During his time on Beacon Hill, Finegold has proposed and enacted legislation that includes:

- The "Massachusetts Renewable Energy Road Map," a package of policy ideas including research-and-development grants and tax incentives for Massachusetts companies developing fuel-cell technology. The legislation also creates a $1,500 state tax credit for consumers who purchase hybrid vehicles.
- The Safe Havens Act allows parents who are unable to care for their newborn to drop the infant off at a marked fire station, police station or emergency room without fear of prosecution.
- In 2000, Finegold authored the Holocaust Restitution Bill, which ensured that the 3,500 Massachusetts holocaust survivors did not have to pay taxes or incur penalties on recovered assets from the Swiss Government.
- Finegold helped create the Massachusetts Hydrogen Coalition and is working to expand hydrogen, fuel cell, and related industries in the Commonwealth.
- In the 2020 budget cycle, Finegold secured funding for Delamano, a Spanish-speaking battered women's hotline, and Andover Youth Services.
- Finegold worked with Dracut residents to secure funding from the Massachusetts School Building Authority for the new Dracut High School. With his efforts, the town received $36.5 million from the state for the renovation and addition project. With Finegold's help, the Lawrence school system has benefited from two new buildings, three new schools, and increased funding. He was also an early supporter of the new Tewksbury High School project and pushed for the construction of a new, energy efficient and technologically advanced facility, securing funding from the Massachusetts School Building Authority, which funded 60 percent of the project.
- As the Senate Chair of the Election Laws Committee, Finegold was the chief architect of the 2014 election law reform bill, which brought early voting to Massachusetts, as well as online voter registration, post election audits, and preregistration of 16- and 17-year-olds.

In 2019 and again in 2021, Finegold filed the "SAVE Students Act." It would require school districts to establish a threat-assessment training and response program, create an anonymous reporting system run by the state Department of Education, and provide all middle school and high school students with evidence-based education on how to spot warning signs for violence and suicide.

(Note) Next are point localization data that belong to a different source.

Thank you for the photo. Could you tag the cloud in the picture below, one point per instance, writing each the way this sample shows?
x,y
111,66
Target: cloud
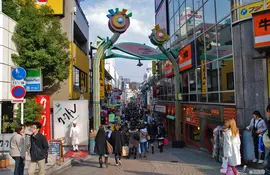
x,y
142,21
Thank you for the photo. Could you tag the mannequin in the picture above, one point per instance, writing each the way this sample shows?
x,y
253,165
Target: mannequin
x,y
74,134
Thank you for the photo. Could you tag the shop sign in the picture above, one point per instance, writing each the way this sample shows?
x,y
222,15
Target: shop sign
x,y
203,72
261,27
102,78
160,108
65,112
45,119
247,10
185,58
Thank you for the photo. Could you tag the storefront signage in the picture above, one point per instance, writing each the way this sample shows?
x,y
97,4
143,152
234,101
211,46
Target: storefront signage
x,y
56,5
161,16
203,72
261,27
246,11
185,58
160,108
65,112
45,119
102,78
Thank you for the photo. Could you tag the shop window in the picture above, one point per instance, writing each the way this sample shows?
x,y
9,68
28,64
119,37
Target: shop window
x,y
200,50
192,81
7,117
198,4
224,38
213,98
209,14
170,9
223,9
226,74
212,76
194,133
227,97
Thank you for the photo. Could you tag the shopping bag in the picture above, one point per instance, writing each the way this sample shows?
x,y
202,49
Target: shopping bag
x,y
166,141
261,145
224,166
125,151
109,148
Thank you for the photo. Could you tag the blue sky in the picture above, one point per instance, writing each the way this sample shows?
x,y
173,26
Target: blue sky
x,y
142,22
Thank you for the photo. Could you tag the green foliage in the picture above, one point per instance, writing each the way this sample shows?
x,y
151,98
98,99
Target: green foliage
x,y
41,43
10,8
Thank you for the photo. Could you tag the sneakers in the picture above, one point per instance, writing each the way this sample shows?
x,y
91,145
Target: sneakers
x,y
255,160
260,161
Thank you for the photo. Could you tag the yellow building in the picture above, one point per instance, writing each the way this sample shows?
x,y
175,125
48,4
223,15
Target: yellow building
x,y
75,24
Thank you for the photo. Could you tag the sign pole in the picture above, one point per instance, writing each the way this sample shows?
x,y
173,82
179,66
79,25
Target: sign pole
x,y
22,112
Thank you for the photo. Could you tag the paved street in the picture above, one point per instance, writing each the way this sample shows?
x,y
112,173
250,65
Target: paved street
x,y
184,161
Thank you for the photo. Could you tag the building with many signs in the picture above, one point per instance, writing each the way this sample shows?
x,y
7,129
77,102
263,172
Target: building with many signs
x,y
223,74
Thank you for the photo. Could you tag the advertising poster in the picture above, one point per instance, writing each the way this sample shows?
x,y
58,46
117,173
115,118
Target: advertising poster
x,y
161,16
65,112
45,119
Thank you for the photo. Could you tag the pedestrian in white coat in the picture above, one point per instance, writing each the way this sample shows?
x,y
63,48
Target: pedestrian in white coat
x,y
74,134
231,145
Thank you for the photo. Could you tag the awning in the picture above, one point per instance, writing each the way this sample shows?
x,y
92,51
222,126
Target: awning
x,y
171,117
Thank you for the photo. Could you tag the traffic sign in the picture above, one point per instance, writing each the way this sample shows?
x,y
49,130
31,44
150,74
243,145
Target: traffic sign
x,y
18,101
18,92
19,73
18,83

In July 2019, he introduced "Conrad's Law," named after Conrad Roy, who died by suicide in July 2014 after being coerced by his girlfriend, Michelle Carter. The bill, filed with Representative Natalie Higgins, was written in collaboration with Northeastern University School of Law Professor Daniel Medwed and is supported by Conrad's parents. It would allow prosecutors to charge defendants who encourage, coerce, or manipulate another person into committing or attempting suicide, despite knowing that the victim previously thought about, considered, or tried to commit suicide; the crime would be punishable with up to five years in prison.

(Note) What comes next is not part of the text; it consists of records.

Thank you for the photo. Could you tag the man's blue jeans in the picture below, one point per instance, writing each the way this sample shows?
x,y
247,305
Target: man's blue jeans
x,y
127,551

=== Committee Assignments ===
For the 2025-26 Session, Finegold sits on the following committees in the Senate:

- Economic Development and Emerging Technologies - Chairperson
- Intergovernmental Affairs - Vice Chair
- Post Audit and Oversight
- Census
- Advanced Information Technology, the Internet and Cybersecurity
- Housing

=== Task Forces and Commissions ===
Finegold is a member of the following task forces and commissions:

- Youth Sports Commission
- Blockchain and Cryptocurrency Technology Commission
- Emergency Medical Services Sustainability Task Force

==Awards==
In 1999, Finegold won the Kennedy School Fenn Award for Political Leadership for his leadership in bringing together legislators and officials from New Hampshire and Massachusetts to address the traffic problems on I-93. His efforts led to the opening of the breakdown lane during rush hours, which greatly reduced congestion during peak commuting hours.

In 2003, Finegold was selected as one of the top young Democrats 100 to Watch by the Democratic Leadership Council.

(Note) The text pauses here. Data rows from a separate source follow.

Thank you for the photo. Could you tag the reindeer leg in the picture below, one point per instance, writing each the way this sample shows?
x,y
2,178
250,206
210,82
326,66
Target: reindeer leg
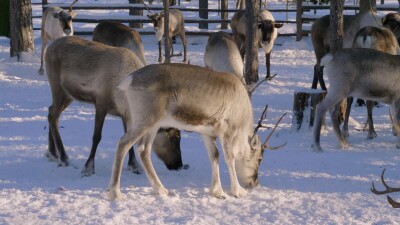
x,y
133,164
336,125
184,43
55,111
370,123
345,128
144,149
124,144
100,116
213,154
268,64
159,51
227,147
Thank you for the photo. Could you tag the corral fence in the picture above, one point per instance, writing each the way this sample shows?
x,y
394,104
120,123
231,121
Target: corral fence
x,y
303,13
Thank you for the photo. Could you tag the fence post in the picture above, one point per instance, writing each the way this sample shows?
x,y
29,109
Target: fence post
x,y
135,12
203,13
299,22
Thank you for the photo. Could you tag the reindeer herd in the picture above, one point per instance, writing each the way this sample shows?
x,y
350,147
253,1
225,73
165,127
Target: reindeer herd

The Massachusetts Alliance on Teen Pregnancy recognized Barry as Legislator of the Year for his efforts to save their programs from drastic budget cuts.

In 2014, Finegold was named a Clean Energy Champion by the New England Clean Energy Council. Clean Energy Champion Awards are presented to Legislators who have consistently taken the lead in advancing clean energy in the Commonwealth.